Plus: 11 ideas for making a good school great.
The open house at our son Jack's prospective kindergarten left us . . . "underwhelmed" might be the kindest way to put it. Lord knows teachers have it hard enough, and administrators do the best they can on hacked budgets, but as the parents of a fledgling grade schooler you want to walk away from that first visit thinking, "I love this place!" We couldn't pretend. When we bought our house we were told that the reason property values were so low had much to do with the uneven quality of the town's schools. Now we knew just how much.
At the time, we rationalized. "It's only kindergarten, let's try it for a year." But are there really any throwaway years where education is concerned? And kindergarten, a child's initiation into the world of formal learning, seemed crucial to helping our son get off to a good start, rather than stumble out of the gate.
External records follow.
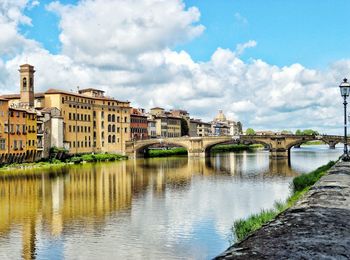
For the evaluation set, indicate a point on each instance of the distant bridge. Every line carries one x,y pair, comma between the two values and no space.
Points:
278,145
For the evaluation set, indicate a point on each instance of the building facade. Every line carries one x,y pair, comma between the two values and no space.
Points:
204,129
93,123
222,126
166,125
86,121
138,124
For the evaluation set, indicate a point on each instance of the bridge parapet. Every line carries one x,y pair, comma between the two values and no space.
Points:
279,145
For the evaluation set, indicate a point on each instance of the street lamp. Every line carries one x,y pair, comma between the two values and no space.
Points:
345,91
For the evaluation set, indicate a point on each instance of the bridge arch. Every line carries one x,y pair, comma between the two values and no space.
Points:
140,146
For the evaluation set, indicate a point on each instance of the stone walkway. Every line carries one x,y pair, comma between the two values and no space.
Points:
317,227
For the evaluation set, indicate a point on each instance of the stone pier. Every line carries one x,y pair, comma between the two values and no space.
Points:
317,227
The search for the perfect kindergarten
By then it was early August, and we really had to scramble. We crammed in as much research as we could, and in the end decided our perfect school would combine elements of several early childhood philosophies. We liked the way Waldorf schools, based on the educational theories of Rudolf Steiner, emphasized immersion in the physical world, teaching about nature and using nature to teach about everything else. We knew that Jack, our little worm-whisperer, would thrive in such a setting.
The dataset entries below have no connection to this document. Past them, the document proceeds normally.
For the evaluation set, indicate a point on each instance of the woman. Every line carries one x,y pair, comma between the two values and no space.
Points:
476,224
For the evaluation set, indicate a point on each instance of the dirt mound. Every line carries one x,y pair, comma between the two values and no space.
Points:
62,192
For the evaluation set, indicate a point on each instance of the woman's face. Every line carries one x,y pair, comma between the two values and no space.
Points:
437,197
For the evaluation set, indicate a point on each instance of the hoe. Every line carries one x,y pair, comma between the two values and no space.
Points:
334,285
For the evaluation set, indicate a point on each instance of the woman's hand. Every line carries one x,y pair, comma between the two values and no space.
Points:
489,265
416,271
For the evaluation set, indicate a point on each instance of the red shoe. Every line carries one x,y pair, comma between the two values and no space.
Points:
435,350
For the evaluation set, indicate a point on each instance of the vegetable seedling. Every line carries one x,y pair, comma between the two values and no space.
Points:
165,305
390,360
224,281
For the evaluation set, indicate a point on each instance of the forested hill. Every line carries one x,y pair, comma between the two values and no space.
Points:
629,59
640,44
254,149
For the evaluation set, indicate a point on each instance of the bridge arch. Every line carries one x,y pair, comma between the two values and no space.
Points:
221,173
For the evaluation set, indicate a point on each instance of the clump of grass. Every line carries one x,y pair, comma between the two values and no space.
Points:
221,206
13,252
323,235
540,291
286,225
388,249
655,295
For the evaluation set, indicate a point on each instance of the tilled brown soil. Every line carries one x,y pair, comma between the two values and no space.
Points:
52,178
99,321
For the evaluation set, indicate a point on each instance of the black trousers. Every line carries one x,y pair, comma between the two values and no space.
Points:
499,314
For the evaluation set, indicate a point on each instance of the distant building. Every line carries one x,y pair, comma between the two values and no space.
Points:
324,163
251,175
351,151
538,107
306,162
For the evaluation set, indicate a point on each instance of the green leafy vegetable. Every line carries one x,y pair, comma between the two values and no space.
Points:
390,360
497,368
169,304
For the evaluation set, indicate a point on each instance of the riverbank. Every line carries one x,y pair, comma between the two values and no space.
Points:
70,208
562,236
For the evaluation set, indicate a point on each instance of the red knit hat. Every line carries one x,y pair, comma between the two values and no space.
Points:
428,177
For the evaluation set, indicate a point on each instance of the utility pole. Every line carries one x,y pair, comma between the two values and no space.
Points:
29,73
We also admired the Reggio Emilia approach, which pays close attention to a kid's natural affinities and energetically plays off them with songs, games, creative play, and so on; Jack's preschool had a Reggio Emilia bent and it really worked for him. His fascination with bugs, for example, led to a series of lessons on insects and the creation of pipe-cleaner spiders.
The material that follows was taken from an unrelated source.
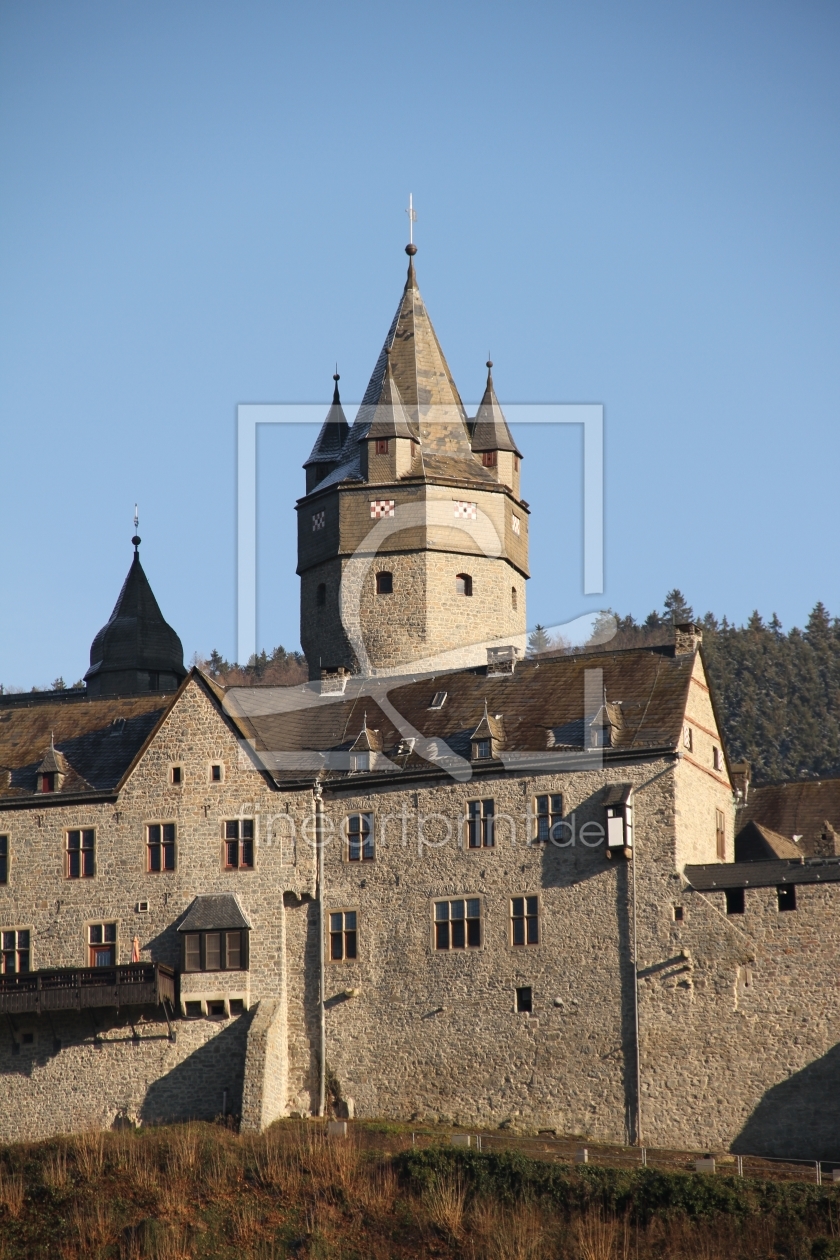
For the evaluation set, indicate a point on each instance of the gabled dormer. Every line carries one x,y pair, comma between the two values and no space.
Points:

Then there's our local Montessori school, which allows children to develop at their own speed, letting kids of mixed ages study and learn together. This seemed particularly right for our son, who both looks up to older boys and shows a great natural compassion for younger kids. We'd heard of schools where administrators boast, "We teach our kids in kindergarten what other schools teach in third grade," and thought that absurd. We didn't want to rush the academics. In contrast, we liked the didactic materials that the Montessori schools use, the simple blocks and beads and wooden forms, and how children use the materials to cultivate critical thinking. (Maria Montessori was an Italian psychologist whose methods were originally designed to foster the cognitive development of mentally handicapped children.)
The beauty and simplicity of the Reggio Emilia and Montessori classrooms also drew us in. The public school classroom we'd visited, the one that left us underwhelmed, was cluttered, all four walls papered baseboard to crown molding with flash cards, letters both block and cursive, numbers, shapes, colors, names, dates, maps, and posters of animals and presidents and flags, distractions everywhere you looked.
I went online, looking for our dream school. I expected it would be beyond the Boolean capacities of my search engine. To my surprise, I found the perfect kindergarten, one that combines all of the elements we were looking for. That was the good news. The bad news was, if Jack was to attend this ideal kindergarten, we were going to need a time machine, seeing as it existed in 1837.
It turns out all the best parts of the well-known pedagogies now in use in private and public elementary schools share a common ancestor: a forgotten German educator named Friedrich Froebel (pronounced FRUR-bull), the man who invented kindergarten and, with it, the concept of early childhood education nearly 175 years ago.